百鬼夜行 〜王子と狸と狐とアイツ〜



私はその剣幕に押されながらも反論する。


「や、知り合いっていうのは遥のことじゃなくて…

っていうか、私が遥に近づいてるんじゃなくて、遥の方が勝手に………」


すると、彼女はスタスタと歩いて、私の横を通り過ぎた。

そして、すれ違う瞬間、冷たい声で言い放つ。


「遥はあんたに執着してるみたいだけど…渡さないから。
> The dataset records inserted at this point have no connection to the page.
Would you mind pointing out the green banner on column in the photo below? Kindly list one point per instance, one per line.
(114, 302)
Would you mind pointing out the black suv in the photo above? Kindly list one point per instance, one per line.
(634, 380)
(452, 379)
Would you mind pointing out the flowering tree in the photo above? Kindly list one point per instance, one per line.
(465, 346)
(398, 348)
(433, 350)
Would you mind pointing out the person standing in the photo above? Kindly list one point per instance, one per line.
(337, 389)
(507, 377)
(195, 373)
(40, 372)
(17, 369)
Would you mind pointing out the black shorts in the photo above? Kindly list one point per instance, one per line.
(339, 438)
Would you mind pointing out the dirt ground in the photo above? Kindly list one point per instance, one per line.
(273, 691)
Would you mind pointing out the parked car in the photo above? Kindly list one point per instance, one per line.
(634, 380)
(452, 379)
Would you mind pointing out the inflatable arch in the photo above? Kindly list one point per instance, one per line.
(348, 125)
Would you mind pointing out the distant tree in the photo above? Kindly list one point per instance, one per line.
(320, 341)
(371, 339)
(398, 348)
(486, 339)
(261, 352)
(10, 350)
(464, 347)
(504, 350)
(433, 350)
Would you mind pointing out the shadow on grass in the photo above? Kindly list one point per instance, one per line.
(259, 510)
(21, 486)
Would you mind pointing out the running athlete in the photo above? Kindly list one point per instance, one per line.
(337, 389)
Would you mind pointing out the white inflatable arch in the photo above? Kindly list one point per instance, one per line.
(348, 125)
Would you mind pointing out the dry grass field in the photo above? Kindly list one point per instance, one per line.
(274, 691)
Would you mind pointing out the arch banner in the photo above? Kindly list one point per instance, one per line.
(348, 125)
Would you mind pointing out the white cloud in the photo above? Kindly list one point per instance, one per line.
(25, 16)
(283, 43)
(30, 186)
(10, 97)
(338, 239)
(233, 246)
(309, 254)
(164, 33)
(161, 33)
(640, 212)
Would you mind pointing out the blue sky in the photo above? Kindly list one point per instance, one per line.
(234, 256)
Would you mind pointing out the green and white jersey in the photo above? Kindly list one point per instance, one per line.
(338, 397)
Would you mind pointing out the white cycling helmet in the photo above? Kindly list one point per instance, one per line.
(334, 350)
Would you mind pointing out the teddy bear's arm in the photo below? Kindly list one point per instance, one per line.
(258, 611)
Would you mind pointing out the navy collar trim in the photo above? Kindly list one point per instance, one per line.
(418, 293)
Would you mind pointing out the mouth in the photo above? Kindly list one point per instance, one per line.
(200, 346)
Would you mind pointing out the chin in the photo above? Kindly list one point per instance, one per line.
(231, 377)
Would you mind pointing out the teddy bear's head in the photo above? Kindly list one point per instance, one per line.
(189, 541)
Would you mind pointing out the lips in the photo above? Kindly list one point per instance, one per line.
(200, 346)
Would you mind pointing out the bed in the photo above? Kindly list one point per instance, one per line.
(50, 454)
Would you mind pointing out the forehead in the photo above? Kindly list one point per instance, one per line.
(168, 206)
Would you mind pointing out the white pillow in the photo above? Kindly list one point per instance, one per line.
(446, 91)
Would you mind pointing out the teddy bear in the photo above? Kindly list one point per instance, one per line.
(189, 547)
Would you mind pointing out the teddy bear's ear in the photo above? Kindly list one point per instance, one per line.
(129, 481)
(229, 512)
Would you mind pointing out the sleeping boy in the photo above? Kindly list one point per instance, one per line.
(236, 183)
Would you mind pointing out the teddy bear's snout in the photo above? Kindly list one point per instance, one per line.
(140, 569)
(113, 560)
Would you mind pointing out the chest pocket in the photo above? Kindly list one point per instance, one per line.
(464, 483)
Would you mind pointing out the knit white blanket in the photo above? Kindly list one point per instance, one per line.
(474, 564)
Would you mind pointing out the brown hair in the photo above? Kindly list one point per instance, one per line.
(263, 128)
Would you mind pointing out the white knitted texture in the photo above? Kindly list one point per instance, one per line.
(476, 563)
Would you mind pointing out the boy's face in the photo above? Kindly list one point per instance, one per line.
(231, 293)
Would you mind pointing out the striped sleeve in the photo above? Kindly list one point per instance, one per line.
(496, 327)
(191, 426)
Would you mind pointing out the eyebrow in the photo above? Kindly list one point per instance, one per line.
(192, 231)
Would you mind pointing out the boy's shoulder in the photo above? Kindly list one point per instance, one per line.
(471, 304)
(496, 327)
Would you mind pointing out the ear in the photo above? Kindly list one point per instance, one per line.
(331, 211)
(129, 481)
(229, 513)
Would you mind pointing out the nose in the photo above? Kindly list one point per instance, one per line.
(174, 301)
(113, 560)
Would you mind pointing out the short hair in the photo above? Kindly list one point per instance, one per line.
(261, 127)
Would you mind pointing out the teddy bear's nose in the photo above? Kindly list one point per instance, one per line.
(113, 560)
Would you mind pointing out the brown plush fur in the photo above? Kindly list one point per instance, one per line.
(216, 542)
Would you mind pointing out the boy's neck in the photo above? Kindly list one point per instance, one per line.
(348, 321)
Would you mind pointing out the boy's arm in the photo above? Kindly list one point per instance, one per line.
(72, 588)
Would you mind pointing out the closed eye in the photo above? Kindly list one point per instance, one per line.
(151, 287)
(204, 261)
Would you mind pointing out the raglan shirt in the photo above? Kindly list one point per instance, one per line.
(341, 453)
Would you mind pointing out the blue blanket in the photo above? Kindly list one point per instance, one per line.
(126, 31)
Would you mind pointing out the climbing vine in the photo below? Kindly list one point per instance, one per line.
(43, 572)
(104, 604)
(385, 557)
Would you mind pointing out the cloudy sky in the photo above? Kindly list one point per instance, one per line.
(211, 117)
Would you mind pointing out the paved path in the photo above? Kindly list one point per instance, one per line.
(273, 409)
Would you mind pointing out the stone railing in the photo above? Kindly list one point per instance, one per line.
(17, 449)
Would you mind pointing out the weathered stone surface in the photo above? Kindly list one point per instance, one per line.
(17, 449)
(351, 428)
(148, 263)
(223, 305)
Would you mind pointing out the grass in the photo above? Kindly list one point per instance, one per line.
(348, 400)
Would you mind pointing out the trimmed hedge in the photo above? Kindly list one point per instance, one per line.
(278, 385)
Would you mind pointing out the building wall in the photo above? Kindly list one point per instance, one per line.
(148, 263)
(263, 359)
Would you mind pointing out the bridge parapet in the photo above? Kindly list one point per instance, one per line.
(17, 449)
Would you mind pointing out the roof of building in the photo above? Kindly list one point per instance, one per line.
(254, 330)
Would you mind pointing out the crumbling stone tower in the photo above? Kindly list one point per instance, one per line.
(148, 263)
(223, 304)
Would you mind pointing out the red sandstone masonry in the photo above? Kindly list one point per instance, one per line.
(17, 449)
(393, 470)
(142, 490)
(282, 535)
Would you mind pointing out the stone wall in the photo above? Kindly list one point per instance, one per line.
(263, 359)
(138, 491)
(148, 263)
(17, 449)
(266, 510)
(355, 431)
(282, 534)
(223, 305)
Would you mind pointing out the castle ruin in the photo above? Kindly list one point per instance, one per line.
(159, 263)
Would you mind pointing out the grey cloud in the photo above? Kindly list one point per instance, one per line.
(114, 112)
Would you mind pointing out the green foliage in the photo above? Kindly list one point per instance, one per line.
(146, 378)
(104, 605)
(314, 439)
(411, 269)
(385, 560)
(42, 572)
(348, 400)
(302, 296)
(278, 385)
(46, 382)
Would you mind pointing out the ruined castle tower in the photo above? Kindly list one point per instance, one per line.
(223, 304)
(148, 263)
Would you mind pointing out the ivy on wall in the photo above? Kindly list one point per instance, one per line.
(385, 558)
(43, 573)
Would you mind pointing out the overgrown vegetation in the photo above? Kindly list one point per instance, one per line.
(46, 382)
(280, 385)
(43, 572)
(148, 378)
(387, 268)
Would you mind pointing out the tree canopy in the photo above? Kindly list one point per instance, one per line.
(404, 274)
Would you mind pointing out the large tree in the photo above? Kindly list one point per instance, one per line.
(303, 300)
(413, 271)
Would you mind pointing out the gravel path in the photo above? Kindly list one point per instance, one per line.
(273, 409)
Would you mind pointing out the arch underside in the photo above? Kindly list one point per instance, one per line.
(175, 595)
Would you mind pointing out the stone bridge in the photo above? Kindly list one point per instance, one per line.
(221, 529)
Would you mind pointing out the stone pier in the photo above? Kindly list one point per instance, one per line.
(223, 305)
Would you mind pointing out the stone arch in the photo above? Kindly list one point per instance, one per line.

」


っ!

って、人の話を聞いて!!


私は、去っていく彼女の方を振り向いたが、彼女は無言で歩いて行ってしまった。


な……何あの人!

私のこと敵視しすぎじゃない?


本気で遥のこと、好きなんじゃ……。


“遥はあんた執着してるみたいだけど、渡さないから。”


さっきの言葉が、頭の中にプレイバックする。

あれって、確実にライバル宣言だよね。


もー……そんなんじゃないのに!


そして、はっ!と気付くと、彼女の姿も、遊馬の姿も見失っていた。

私は、はぁ…、とため息をつく。


……このまま路地に入って、また雅さんと会うのも気が引けるな…。

遊馬なら、大丈夫だよね……?


私は、そう心の中でつぶやいて、一人、路地を後にしたのだった。